A isenção têm critérios mais rígidos a partir do Enem 2017, e explicamos neste outro artigo quem pode consegui-la.

6. Prova e gabarito com nomes impressos

Os nomes de todos os inscritos serão impressos nas provas e gabaritos. A expectativa é que o candidato esteja mais seguro durante a prova e que o resultado do Enem seja mais confiável.

Os candidatos não precisarão preencher a cor da prova no cartão resposta.

 

7. Solicitação de mais tempo de prova para deficientes

Pessoas com deficiência poderão pedir mais tempo de tempo de prova no ato da inscrição. Serão necessários documentos para comprovar a necessidade de tempo extra.

 

8. Enem para treineiros

Os estudantes no 1º e 2 º anos do Ensino Médio poderão fazer o Exame como treineiros. Existe a possibilidade do MEC realizar um simulado nacional no mês julho, de acordo com um comunicado feito em novembro de 2016.

No Geekie Games, você pode se preparar com quatro simulados gratuitos online ao longo do ano. Os simulados podem ser feitos em qualquer data se você é assinante do plano Pro.

 

9. Ausência de ranking com as escolas

A classificação das escolas no Enem não existirá a partir de 2017. De acordo com o MEC, esses resultados foram utilizados para divulgar as instituições de ensino e fazer publicidade, o que não é o propósito do Exame.

 

Entendendo as modificações no Enem 2017

O governo Temer propôs alterações para o Exame com a finalidade de torná-lo um “exame sustentável“, além de mostrar a “preocupação do Inep na modernização do Enem”, segundo a presidente do Inep Maria Inês Fini.

O ministro da educação Mendonça Filho realizou uma consulta pública entre 18 de janeiro e 17 de fevereiro de 2017 para decidir as mudanças no Enem.

O Ministério da Educação (MEC) considerou a possibilidade de fazer uma prova única, via computador e sem redação para o Enem, o que reduziria os custos de produção, aplicação e correção da prova.

As alterações no Enem foram realizadas de acordo com os resultados desta pesquisa.

Nos últimos anos, a taxa de abstenção na prova do Enem chegou a 30%. A fim de reduzir esse número em 2016, os inscritos que tiveram isenção da taxa de inscrição em 2015 e não compareceram em algum dos dias de prova perderam a gratuidade no Enem do próximo ano. Porém, a porcentagem de abstenções foi ainda maior em 2016, e em 2017 a isenção se torna mais criteriosa.
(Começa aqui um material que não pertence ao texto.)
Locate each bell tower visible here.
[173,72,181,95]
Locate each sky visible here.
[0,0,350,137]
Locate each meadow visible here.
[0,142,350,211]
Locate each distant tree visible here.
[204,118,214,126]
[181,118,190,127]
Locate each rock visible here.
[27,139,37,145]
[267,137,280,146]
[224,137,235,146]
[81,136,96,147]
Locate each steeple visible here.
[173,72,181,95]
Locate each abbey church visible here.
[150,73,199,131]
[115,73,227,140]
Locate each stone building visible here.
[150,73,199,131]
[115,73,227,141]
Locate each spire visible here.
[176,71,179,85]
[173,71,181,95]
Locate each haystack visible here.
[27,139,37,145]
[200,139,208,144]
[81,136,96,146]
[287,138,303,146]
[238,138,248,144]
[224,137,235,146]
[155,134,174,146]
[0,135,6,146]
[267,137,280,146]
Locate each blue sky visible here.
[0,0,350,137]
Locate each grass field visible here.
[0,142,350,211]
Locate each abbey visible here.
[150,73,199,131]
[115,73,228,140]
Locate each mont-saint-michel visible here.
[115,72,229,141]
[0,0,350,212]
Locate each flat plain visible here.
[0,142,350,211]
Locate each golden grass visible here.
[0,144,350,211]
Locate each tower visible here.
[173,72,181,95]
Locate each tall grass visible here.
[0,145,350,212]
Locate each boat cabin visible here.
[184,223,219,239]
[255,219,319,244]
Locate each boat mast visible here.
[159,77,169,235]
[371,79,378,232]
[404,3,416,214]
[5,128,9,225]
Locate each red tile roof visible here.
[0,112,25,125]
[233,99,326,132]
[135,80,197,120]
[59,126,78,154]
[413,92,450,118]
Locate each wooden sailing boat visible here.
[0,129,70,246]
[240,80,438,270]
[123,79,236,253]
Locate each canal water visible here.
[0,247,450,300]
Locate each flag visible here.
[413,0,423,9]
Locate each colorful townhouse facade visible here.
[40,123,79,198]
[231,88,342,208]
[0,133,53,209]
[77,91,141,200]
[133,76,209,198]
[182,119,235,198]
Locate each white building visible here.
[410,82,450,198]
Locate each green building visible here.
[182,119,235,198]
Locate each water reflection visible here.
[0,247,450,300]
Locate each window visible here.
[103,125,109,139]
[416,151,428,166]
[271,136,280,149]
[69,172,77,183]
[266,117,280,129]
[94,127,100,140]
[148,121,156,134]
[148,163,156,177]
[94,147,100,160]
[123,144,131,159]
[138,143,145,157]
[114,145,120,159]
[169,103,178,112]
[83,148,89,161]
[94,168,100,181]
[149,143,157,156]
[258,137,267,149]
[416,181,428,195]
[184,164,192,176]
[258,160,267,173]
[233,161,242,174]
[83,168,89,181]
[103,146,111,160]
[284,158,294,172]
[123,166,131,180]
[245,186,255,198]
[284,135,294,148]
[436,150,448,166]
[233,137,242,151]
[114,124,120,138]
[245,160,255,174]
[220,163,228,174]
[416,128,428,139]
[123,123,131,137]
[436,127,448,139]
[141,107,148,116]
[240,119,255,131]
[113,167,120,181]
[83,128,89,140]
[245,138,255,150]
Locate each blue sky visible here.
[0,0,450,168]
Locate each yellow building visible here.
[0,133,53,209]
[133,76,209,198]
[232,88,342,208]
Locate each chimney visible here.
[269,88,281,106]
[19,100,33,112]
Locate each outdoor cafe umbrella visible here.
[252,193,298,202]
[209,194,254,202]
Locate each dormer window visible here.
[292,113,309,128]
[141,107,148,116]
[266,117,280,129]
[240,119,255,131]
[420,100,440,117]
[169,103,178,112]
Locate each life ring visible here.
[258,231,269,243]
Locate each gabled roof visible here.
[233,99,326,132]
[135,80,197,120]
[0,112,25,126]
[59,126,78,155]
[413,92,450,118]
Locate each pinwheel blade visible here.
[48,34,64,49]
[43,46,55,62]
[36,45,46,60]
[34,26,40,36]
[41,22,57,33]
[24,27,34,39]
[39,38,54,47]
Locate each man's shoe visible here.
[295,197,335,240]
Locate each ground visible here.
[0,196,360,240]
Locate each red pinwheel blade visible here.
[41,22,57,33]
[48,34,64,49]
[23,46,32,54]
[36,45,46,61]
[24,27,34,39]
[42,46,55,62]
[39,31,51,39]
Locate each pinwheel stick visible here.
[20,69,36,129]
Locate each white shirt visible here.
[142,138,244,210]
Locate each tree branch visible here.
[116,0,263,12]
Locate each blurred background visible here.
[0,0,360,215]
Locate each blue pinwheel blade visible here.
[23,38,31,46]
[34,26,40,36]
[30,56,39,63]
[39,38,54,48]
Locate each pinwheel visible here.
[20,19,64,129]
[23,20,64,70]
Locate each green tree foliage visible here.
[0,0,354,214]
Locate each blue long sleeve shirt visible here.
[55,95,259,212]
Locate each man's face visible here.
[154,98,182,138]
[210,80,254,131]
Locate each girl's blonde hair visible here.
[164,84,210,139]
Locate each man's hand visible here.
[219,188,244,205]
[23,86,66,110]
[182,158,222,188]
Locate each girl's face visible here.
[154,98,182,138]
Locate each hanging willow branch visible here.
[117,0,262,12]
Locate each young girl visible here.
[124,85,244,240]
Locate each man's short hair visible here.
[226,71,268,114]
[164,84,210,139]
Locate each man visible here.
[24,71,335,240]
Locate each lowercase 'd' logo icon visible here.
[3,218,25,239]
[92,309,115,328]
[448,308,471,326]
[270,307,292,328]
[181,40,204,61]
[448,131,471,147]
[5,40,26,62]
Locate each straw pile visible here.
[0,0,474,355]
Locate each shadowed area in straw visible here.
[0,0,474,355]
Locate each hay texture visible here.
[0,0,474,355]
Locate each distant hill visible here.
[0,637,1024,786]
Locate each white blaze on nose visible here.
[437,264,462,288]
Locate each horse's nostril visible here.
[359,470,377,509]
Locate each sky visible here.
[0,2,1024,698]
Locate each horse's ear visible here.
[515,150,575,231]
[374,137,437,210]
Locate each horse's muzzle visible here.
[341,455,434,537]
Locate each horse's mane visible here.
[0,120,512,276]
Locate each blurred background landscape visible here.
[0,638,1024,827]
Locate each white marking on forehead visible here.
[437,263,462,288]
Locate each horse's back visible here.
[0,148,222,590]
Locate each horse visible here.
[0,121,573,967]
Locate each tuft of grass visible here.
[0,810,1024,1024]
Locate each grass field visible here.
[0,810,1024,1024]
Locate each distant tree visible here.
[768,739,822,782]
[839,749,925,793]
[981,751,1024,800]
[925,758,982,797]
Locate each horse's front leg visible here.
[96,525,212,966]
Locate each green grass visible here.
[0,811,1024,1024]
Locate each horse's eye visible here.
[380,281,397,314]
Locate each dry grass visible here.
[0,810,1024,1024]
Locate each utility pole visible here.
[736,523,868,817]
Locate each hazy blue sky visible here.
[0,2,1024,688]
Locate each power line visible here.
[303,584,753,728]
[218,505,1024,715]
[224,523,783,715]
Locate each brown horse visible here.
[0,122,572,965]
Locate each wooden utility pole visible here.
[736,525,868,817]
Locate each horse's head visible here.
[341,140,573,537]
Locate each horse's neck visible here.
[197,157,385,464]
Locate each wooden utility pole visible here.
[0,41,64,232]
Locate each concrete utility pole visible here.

Existem candidatos que realizam a prova do Enem cerca de oito vezes, e o governo quis conter eventuais desperdícios com o custo destas provas. A intenção é reduzir os gastos da prova restringindo o número de inscritos.

Com a reforma no Ensino Médio, o Inep ainda fará outras alterações para o Enem ao longo dos próximos anos, a fim de se adequar à BNCC (Base Nacional Curricular Comum).

 

Leia também: Como funciona o Enem | Para o que serve a nota do Enem | Como acessar o resultado do Enem

 

A Reforma no Ensino Médio e o impacto no Enem 2019

De acordo com Camila Karino, Diretora de Avaliação na Geekie, que atuou como Coordenadora Geral de Instrumentos e Medidas do Inep, órgão responsável pela elaboração do Enem:
A reforma no Ensino Médio indica que ele será dividido em uma parte comum e uma parte específica. A parte comum será definida pela BNCC.
Assim, o Enem e os demais exames seletivos tem que se ater à parte comum e ao que está definido na BNCC. Estas alterações deverão acontecer a partir de 2019.
A reforma no Ensino Médio não dispõe sobre o formato ou modelo do Enem. Essas definições são feitas pelo Inep.